Are you suggesting that we change the publish for Mac from osx-x64 to osx-arm64?

scottprahl commented 1 month ago

Hi Lisa,

This is just about getting the MCCL binary to work on the ARM architecture. I am not sure how this will affect the .dlls that need to be created.

I suggest adding three new releases: osx-arm64, linux-arm64, and win-arm64. Keep the existing ones.

I added these build targets to the BuildTestReleaseMCCL.ps1 for macOS, linux, and Windows ARM64 architectures.

BuildTestReleaseMCCL.ps1.txt

All binaries built on my ARM-based Mac. When I ran mc in the publish/osx-arm64 directory, it worked fine with my installed ARM based .NET installation. The mc in the publish/osx-x64 complains with

fxr/6.0.32/libhostfxr.dylib' (mach-o file, but is an incompatible architecture (have 'arm64', need 'x86_64'))

at the end the publish directory contains

linux-arm64 linux-x64 local osx-arm64 osx-x64 win-arm64 win-x64

and release contains zip files for all these

MC_vx.xx.x_Linux_ARM64.zip MC_vx.xx.x_Mac_ARM64.zip MC_vx.xx.x_Win_ARM64.zip MC_vx.xx.x_Linux_x64.zip MC_vx.xx.x_Mac_x64.zip MC_vx.xx.x_Win_x64.zip

lmalenfant commented 1 month ago

I will discuss with @hayakawa16 this week about possibly adding all the architectures, do you think we need to do the same for the libraries used in the Python repository also?

Just a quick comment, the files in the "local" folder should have the architecture of the computer that is running BuildTestRelease, does that version of MCCL work for you also?

scottprahl commented 1 month ago

The binary mc in the local folder works!

I modified BuildTestReleaseScripting.ps1 to build separate files for ARM and intel. Turns out the .dll files for all the platforms are identical!

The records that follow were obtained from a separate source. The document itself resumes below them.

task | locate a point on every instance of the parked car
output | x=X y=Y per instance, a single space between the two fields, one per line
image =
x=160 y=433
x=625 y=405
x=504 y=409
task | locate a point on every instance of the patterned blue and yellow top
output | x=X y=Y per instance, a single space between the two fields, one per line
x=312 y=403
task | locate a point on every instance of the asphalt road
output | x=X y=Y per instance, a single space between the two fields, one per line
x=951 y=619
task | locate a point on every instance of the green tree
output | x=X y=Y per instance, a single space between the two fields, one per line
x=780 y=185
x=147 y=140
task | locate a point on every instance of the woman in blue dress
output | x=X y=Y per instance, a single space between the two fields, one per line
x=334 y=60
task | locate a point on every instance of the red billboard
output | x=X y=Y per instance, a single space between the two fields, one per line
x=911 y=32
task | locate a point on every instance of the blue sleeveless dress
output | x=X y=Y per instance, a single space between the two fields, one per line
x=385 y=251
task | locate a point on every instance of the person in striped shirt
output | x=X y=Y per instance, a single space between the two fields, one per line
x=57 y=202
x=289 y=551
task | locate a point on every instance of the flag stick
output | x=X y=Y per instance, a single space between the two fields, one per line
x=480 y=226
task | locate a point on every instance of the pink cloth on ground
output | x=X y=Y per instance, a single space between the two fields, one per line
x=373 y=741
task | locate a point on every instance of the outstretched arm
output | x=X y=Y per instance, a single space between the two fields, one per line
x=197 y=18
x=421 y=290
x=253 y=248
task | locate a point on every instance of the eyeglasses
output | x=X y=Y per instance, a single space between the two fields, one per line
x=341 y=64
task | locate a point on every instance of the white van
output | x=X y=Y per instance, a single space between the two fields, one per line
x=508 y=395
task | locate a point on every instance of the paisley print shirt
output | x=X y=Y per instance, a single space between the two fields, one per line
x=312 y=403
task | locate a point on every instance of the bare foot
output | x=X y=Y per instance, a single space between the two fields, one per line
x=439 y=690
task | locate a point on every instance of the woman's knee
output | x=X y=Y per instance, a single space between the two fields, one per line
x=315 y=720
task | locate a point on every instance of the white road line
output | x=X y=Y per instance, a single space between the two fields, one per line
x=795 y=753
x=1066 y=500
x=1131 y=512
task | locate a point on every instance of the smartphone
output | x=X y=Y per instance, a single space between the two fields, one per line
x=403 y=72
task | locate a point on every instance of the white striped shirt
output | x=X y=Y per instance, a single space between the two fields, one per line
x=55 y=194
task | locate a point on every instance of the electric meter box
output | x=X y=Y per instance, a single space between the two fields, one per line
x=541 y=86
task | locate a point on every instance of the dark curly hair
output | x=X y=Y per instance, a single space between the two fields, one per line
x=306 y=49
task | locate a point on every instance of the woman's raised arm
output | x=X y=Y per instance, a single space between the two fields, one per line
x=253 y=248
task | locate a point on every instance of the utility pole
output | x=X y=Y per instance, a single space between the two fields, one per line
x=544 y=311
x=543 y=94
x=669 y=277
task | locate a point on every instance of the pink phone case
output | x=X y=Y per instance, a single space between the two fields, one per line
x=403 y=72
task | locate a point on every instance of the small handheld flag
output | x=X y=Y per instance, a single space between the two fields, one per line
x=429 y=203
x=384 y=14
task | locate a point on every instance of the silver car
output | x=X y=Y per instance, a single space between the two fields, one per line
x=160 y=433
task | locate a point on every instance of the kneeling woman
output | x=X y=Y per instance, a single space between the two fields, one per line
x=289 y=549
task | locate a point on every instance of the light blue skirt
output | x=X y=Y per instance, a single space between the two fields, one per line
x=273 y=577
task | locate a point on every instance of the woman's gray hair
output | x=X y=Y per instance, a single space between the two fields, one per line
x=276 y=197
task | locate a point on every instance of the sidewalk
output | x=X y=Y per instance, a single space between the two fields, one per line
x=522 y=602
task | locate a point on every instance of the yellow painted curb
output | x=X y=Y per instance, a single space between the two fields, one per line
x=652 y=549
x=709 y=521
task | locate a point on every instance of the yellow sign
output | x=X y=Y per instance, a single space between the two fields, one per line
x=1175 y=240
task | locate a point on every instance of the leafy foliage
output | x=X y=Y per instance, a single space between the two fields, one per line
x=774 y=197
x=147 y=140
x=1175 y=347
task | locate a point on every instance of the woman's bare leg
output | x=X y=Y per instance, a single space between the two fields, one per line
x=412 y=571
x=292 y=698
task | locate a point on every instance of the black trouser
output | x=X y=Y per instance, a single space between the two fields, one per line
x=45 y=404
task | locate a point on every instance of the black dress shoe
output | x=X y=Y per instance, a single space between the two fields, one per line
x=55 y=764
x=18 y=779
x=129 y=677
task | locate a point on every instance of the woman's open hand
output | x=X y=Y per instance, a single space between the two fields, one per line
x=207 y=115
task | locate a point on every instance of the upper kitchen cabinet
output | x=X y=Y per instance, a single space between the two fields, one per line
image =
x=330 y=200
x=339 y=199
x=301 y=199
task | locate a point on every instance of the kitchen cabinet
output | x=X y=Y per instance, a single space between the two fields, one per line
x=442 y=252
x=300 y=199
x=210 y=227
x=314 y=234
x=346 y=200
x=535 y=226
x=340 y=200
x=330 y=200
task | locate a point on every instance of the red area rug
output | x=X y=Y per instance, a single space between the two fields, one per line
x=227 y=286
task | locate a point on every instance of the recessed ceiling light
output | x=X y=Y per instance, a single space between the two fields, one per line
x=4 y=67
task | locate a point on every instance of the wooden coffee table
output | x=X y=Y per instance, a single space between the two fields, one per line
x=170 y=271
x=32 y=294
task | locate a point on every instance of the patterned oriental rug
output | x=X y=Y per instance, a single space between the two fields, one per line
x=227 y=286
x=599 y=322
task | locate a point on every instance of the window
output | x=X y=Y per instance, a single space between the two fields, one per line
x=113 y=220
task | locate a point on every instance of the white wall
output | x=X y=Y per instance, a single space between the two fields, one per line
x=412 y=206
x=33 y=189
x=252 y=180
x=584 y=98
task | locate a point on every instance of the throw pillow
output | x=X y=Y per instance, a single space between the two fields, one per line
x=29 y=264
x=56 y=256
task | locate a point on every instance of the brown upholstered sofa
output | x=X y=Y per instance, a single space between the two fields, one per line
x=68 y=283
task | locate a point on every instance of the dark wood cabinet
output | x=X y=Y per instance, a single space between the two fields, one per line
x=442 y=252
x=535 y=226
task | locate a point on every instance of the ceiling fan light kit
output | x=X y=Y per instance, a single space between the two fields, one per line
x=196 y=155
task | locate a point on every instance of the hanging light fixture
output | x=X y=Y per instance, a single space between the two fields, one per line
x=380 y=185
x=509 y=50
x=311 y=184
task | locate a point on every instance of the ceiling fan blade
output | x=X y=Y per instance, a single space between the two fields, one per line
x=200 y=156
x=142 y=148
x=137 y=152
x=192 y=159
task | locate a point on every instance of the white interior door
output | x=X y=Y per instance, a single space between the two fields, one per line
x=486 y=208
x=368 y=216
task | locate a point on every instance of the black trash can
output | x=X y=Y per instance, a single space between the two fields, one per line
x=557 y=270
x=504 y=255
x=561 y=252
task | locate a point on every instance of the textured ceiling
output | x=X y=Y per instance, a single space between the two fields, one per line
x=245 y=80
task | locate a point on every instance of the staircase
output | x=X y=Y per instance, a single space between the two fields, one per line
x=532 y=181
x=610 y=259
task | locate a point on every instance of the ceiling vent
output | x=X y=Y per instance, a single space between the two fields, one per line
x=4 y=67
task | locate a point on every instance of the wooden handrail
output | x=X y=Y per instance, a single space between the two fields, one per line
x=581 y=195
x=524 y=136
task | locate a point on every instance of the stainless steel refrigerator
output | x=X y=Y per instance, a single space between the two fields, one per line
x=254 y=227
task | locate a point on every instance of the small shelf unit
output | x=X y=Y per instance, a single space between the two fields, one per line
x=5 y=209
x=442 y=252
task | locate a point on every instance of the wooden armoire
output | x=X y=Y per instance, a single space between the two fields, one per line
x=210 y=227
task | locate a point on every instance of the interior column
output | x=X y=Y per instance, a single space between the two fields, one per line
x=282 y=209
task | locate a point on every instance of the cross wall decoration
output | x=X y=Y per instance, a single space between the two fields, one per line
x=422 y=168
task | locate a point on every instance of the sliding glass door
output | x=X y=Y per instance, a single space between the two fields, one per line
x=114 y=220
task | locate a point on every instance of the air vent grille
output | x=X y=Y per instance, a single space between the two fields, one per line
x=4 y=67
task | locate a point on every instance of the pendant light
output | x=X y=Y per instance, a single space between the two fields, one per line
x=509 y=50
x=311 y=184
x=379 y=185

When you compile a .NET application, the code is not directly compiled into machine code. Instead, it is compiled into an Intermediate Language (IL), sometimes referred to as Common Intermediate Language (CIL) or Microsoft Intermediate Language (MSIL). IL is a CPU-independent set of instructions that can be efficiently converted to native code.

This means that you probably only need one zip file for scripting!

lmalenfant commented 1 month ago

@scottprahl Thank you for doing that! That's good to know.